Writers On Editing: Don’t Do It All Yourself

I was recently asked to participate in a poll on Goodreads.com about editing, specifically how authors get it done for their work. Responses to the question “Do you use an editor?” included did it all myself, had a friend or relative do it, hired a cheap or expensive editor, used a free website for authors to help one another, used a volunteer, or used software. Sadly, the most common answer that had floated to the top of the poll was, “No, I just did it all myself.”
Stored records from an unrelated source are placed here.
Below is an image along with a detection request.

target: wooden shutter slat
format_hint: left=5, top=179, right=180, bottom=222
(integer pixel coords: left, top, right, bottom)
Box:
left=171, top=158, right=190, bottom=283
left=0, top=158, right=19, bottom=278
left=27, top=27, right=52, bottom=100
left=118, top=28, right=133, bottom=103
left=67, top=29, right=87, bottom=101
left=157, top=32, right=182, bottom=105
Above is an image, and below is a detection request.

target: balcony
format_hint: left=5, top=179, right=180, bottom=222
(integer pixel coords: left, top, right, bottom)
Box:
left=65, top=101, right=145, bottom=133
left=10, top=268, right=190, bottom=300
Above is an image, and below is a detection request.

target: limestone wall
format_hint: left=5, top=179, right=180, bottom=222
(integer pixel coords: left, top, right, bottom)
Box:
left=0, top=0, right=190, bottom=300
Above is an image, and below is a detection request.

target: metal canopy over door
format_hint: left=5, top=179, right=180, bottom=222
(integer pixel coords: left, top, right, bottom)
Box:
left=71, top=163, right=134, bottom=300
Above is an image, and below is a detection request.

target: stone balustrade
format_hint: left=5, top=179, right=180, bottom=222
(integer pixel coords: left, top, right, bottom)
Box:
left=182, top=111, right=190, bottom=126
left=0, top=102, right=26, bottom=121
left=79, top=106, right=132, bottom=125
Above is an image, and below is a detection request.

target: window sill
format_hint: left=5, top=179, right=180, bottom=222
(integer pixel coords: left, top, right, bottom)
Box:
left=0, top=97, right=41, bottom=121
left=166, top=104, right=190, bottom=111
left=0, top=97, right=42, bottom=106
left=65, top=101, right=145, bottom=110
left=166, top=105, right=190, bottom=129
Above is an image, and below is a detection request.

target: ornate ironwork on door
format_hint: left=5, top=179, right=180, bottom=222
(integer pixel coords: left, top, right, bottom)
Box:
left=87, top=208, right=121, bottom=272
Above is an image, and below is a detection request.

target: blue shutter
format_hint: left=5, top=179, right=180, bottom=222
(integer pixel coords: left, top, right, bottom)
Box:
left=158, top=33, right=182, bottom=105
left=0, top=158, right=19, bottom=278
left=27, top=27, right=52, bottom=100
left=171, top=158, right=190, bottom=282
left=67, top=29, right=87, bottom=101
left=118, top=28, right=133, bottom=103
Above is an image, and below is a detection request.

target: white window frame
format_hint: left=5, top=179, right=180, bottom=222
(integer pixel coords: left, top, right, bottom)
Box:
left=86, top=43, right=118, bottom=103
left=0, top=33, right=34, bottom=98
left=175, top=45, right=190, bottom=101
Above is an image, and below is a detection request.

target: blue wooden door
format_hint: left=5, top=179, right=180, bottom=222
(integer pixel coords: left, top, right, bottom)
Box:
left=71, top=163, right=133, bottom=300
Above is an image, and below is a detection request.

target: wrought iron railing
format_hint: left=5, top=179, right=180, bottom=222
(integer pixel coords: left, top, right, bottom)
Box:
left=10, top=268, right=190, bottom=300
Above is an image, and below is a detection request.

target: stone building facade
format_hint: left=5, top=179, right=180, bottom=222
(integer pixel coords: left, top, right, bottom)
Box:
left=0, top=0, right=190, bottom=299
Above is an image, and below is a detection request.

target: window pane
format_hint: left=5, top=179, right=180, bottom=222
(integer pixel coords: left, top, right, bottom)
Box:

Here’s the best advice I can ever offer a writer: DON’T do it all yourself. Find yourself a “no” person, someone both willing to read your work critically and that you’re willing to listen to no matter what they say or how bad it may seem to them (advisers are invaluable, see The Evil Overlord list for details on correct usage). Heck, get a team of volunteer readers. They may be grammar Nazis or just people who like to read, but they will see things you’ll miss no matter how many times you read it yourself. Sometimes it won’t be grammatical or a missing word but just not explaining things as simply or as thoroughly as needed. A paid professional is wonderful if you trust them and can afford it, but always, always, ALWAYS have another set of eyes go over your work any way you can get it done.

Also, if you can compile your work into a PDF (OpenOffice can do this for you), here’s a really cool trick: let Adobe Reader read it to you out loud (it’s a built in feature of the free version) and just listen. This will reveal a lot of mistakes you and all of your editors may have glossed over for a final edit.